Thursday, January 26, 2006

Conditioning and Gender Roles

From: Crossroads for Marriage and Women
Marriage and Women: A Series
By Lori Anderson


Even though the capitalistic division of roles for men and women was no longer viable, it was part of our Society and the cultural fantasies of both genders.

Ellen McGrath, Ph.D., in her book When Feeling Bad is Good describes a Traditional Core which she defines as woman's cultural conscience. It is a core of traditional values and thinking that exists deep within every woman.

It dictates behavior and what roles are "right" and "wrong" for women to fill. It was formed through centuries of cultural conditioning.

Like a conscience, the Traditional Core is a guiding force that evolves over time from the parental and societal messages females receive.

McGrath writes, "The Traditional Core has thrived for centuries because it was convenient for both men and women. It was so deeply ingrained and women and men were so unaware of their cultural conditioning that they couldn't choose to change it. The Traditional Core worked because it matched the economic and cultural needs of a patriarchal system where men controlled the power and resources and women supported the men in return for protection, provisions, and, occasionally, status."

One common mistake McGrath feels today's women make is to defend the Traditional Core. In the process of defending this cultural conscience, women often strive to become more traditional than ever, especially if they have misgivings about their nontraditional behavior.

Let's take our homes as an example. Unlike most men, women don't see their jobs as justification for doing less at home. Instead, we try to do both. Some of us try to do even more. We don't want so our families "to suffer" because we are working.

I can certainly afford household help. Yet, I do not have any.

Apparently, I am not alone. McGrath writes that only 57 percent of women who can afford household help actually have it.

Why?

Do we enjoy cleaning bathrooms, washing clothes, and vacuuming floors? Do we feel that it is our husband's role to help us? Do we have any luck acquiring this help from husbands that Society has conditioned for another role?

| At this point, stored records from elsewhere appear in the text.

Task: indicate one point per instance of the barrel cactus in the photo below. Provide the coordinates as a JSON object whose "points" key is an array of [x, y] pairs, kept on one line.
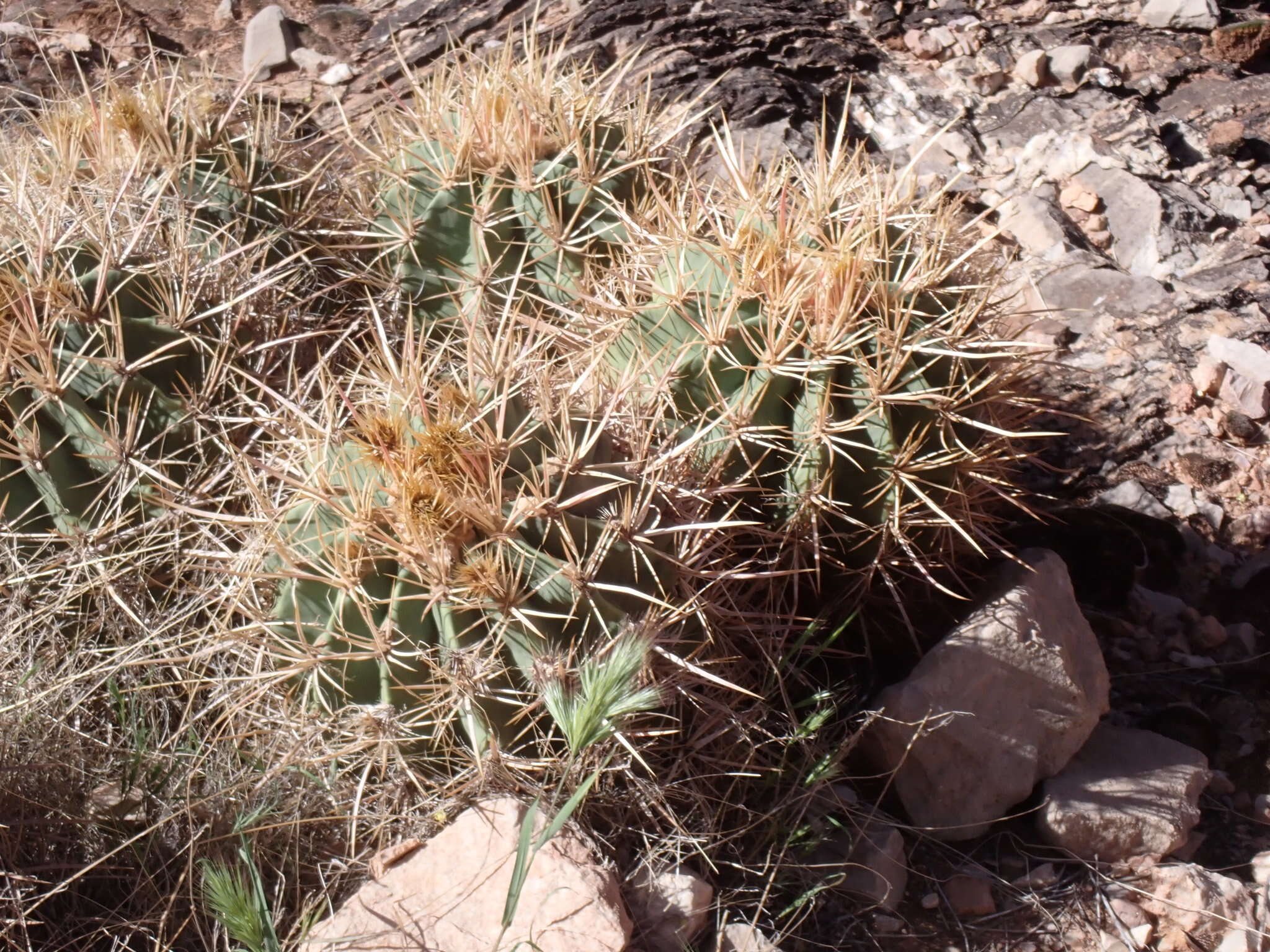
{"points": [[450, 552], [456, 234], [93, 409], [812, 337]]}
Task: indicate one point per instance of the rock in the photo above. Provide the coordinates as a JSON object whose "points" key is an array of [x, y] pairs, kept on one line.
{"points": [[1253, 528], [1209, 632], [1261, 808], [1207, 376], [1033, 69], [1127, 792], [1129, 914], [1241, 42], [266, 43], [450, 895], [113, 801], [1261, 868], [1135, 218], [1179, 14], [1036, 226], [1041, 878], [969, 895], [1208, 908], [1242, 357], [1185, 503], [20, 31], [1068, 64], [310, 61], [888, 924], [1245, 395], [877, 868], [1003, 701], [922, 45], [1133, 495], [671, 907], [987, 83], [1244, 385], [744, 937], [224, 14], [76, 42], [1226, 138], [337, 74], [1245, 635], [1077, 196], [1088, 291]]}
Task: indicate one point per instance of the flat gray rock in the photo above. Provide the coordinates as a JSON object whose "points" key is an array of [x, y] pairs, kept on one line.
{"points": [[266, 43], [1127, 794]]}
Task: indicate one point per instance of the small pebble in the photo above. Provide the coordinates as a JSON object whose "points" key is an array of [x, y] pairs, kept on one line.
{"points": [[887, 923], [1209, 632], [1261, 808]]}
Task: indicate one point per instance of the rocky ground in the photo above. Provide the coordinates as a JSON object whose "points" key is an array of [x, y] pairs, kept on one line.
{"points": [[1114, 156]]}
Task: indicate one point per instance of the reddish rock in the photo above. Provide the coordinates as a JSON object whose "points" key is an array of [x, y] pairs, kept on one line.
{"points": [[450, 895]]}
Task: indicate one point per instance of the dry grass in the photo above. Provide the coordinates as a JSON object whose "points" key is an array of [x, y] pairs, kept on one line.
{"points": [[159, 711]]}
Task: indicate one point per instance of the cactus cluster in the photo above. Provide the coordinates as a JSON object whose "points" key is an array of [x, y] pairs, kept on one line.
{"points": [[510, 235], [112, 296], [92, 402], [508, 190], [810, 338], [451, 551], [799, 347]]}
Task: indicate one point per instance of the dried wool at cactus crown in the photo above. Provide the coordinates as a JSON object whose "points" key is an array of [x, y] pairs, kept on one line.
{"points": [[809, 334], [456, 526]]}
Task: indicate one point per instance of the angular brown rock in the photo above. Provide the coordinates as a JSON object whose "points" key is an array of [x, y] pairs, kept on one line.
{"points": [[450, 895], [1002, 702], [1127, 792]]}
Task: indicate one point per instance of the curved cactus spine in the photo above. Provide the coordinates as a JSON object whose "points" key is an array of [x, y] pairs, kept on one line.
{"points": [[810, 339], [460, 549]]}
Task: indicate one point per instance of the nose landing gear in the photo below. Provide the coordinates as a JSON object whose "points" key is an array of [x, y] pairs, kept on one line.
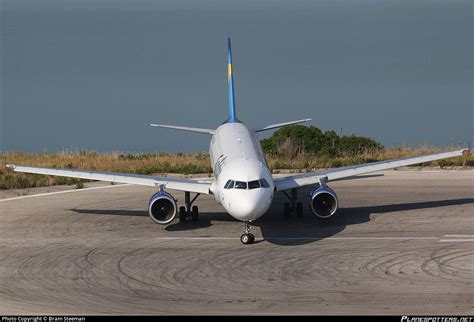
{"points": [[247, 238]]}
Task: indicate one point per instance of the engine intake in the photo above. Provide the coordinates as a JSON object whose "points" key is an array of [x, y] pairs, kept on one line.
{"points": [[162, 208], [323, 201]]}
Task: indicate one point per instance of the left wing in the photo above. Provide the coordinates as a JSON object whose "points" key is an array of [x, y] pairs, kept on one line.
{"points": [[346, 172], [170, 183]]}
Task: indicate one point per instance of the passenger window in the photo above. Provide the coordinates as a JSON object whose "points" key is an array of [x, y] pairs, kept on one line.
{"points": [[264, 183], [240, 185], [229, 184], [254, 184]]}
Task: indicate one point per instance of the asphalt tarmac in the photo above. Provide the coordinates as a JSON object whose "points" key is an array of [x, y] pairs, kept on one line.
{"points": [[401, 243]]}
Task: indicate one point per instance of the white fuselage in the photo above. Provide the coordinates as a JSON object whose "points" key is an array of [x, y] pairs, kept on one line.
{"points": [[236, 155]]}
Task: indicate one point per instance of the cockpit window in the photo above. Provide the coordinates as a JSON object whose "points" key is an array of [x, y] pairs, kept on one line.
{"points": [[254, 184], [240, 185], [264, 183], [229, 184]]}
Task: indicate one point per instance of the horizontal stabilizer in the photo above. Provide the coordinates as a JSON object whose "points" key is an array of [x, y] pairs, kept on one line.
{"points": [[274, 126], [185, 128]]}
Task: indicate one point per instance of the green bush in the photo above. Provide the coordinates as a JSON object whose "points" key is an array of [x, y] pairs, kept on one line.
{"points": [[292, 140]]}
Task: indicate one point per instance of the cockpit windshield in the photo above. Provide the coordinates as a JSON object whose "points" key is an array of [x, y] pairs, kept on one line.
{"points": [[260, 183]]}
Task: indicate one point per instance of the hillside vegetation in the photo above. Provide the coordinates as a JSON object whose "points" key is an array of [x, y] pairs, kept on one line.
{"points": [[293, 147]]}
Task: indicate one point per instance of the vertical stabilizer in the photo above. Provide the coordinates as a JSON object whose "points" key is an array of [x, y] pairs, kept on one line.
{"points": [[230, 81]]}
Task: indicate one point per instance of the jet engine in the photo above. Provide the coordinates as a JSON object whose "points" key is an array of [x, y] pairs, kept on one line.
{"points": [[162, 208], [323, 201]]}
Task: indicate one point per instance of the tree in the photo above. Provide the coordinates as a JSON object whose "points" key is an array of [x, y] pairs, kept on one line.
{"points": [[291, 140]]}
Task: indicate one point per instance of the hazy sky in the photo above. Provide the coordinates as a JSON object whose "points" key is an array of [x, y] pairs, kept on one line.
{"points": [[78, 74]]}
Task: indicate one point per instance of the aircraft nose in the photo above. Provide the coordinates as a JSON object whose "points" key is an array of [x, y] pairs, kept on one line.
{"points": [[250, 205]]}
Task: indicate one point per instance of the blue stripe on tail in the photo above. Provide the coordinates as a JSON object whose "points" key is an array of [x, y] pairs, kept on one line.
{"points": [[230, 80]]}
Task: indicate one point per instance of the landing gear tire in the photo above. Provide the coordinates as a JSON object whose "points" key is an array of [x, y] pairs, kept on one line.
{"points": [[286, 210], [247, 239], [195, 213], [182, 214], [299, 210]]}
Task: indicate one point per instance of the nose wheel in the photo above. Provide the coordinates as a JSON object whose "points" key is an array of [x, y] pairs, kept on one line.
{"points": [[247, 238]]}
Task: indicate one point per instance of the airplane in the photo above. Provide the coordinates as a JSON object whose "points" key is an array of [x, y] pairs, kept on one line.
{"points": [[243, 183]]}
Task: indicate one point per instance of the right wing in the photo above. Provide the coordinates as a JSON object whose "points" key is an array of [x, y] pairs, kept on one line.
{"points": [[170, 183], [310, 178]]}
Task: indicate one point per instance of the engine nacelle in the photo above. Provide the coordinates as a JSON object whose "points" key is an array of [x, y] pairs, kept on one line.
{"points": [[323, 201], [162, 208]]}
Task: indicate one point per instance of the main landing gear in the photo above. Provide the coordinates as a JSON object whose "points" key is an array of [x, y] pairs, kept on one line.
{"points": [[186, 210], [247, 238], [293, 206]]}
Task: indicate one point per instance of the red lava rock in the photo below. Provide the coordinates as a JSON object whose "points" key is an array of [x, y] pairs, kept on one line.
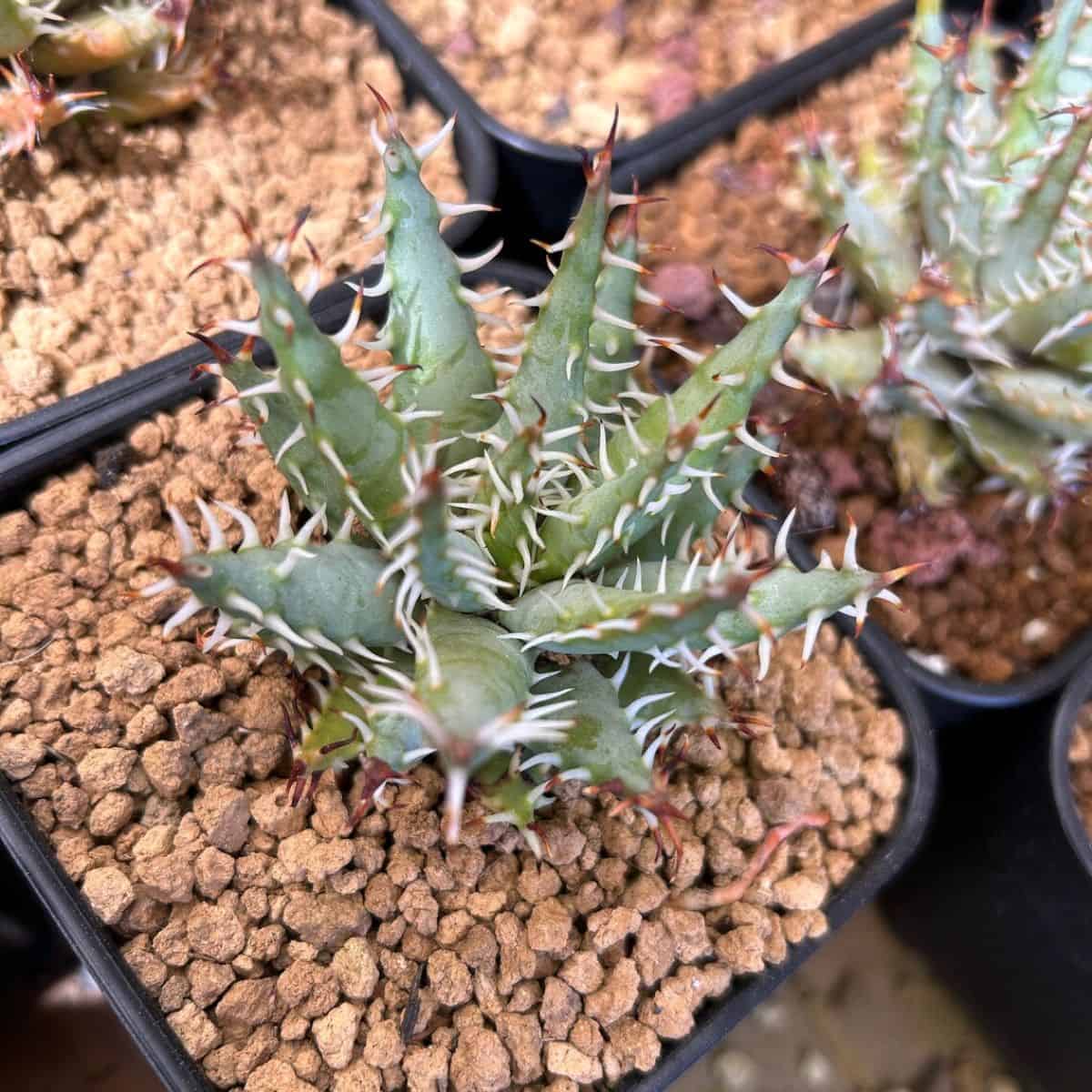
{"points": [[168, 768], [449, 978], [197, 1032], [216, 933], [550, 927], [560, 1008], [618, 995], [103, 770], [126, 672], [562, 1059], [325, 921], [356, 970], [224, 814]]}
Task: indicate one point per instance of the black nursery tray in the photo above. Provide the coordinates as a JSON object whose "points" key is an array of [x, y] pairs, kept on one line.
{"points": [[25, 464], [541, 183], [478, 163]]}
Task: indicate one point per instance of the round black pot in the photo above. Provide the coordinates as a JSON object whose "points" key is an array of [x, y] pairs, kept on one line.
{"points": [[26, 463], [999, 901], [478, 162]]}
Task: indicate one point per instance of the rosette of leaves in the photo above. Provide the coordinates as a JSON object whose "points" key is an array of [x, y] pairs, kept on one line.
{"points": [[134, 59], [514, 563], [972, 247]]}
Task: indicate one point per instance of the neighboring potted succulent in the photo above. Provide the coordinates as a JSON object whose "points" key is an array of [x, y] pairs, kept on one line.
{"points": [[966, 359], [514, 622], [676, 81], [102, 217]]}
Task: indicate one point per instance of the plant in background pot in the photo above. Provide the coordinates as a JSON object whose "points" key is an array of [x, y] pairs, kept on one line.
{"points": [[503, 621], [135, 60], [971, 256]]}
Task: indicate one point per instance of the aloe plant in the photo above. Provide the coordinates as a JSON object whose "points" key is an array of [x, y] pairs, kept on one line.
{"points": [[511, 561], [972, 249], [136, 52]]}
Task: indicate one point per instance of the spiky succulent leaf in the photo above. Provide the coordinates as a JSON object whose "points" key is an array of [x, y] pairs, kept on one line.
{"points": [[434, 612], [996, 179]]}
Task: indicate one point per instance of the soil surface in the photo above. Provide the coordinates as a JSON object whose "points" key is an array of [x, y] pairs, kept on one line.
{"points": [[746, 191], [1080, 764], [101, 225], [998, 595], [556, 69], [285, 947]]}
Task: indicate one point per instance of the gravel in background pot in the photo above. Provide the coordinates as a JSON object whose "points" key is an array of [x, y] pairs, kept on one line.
{"points": [[196, 850], [554, 71]]}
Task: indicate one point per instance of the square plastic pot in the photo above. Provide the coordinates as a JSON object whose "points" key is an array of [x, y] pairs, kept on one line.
{"points": [[25, 464], [541, 183]]}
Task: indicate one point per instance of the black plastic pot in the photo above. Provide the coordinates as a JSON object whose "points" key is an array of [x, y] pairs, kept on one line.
{"points": [[541, 183], [26, 463], [478, 162], [1000, 899], [33, 953]]}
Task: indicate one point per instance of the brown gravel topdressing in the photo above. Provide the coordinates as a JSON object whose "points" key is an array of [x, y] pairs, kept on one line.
{"points": [[999, 595], [1080, 764], [101, 227], [555, 69], [284, 947], [747, 190]]}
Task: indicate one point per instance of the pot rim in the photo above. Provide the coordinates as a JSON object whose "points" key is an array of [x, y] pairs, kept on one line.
{"points": [[1063, 722]]}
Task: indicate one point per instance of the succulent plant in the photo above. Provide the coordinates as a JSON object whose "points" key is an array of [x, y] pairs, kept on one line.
{"points": [[973, 252], [136, 53], [525, 574]]}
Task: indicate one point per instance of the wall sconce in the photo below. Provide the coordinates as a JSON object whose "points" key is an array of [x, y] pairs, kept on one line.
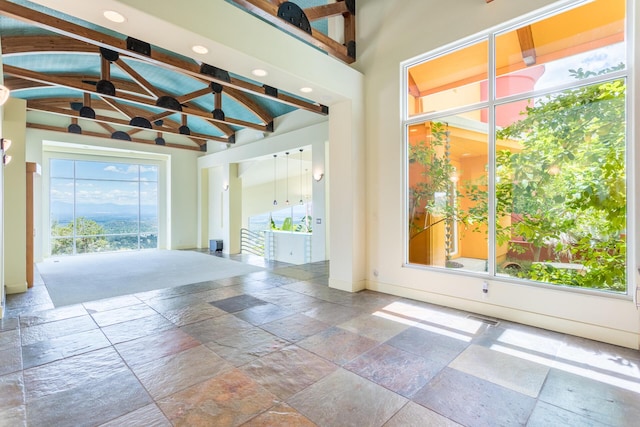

With few exceptions, of course not. Yet many women still buy into the notion that we must clean and manage the house in order to be a real woman. We juggle it all.

We want our husbands to help us. But whether they do or they don't, we still feel that we are responsible for the home.

Maybe our husbands or partners agree that we are responsible for the home. Maybe they don't. Maybe they would prefer we hire a cleaning company and accompany them to the golf course or the lake. Maybe they have never even thought about it. But we keep on plodding for what we consider the sake of our family.

We are not Super Women. But we take these wifely duties upon ourselves, not always because our husbands are telling us to do it but because Society is demanding that we fulfill our traditional gender role.

It is part of being a woman, part of our "virtue."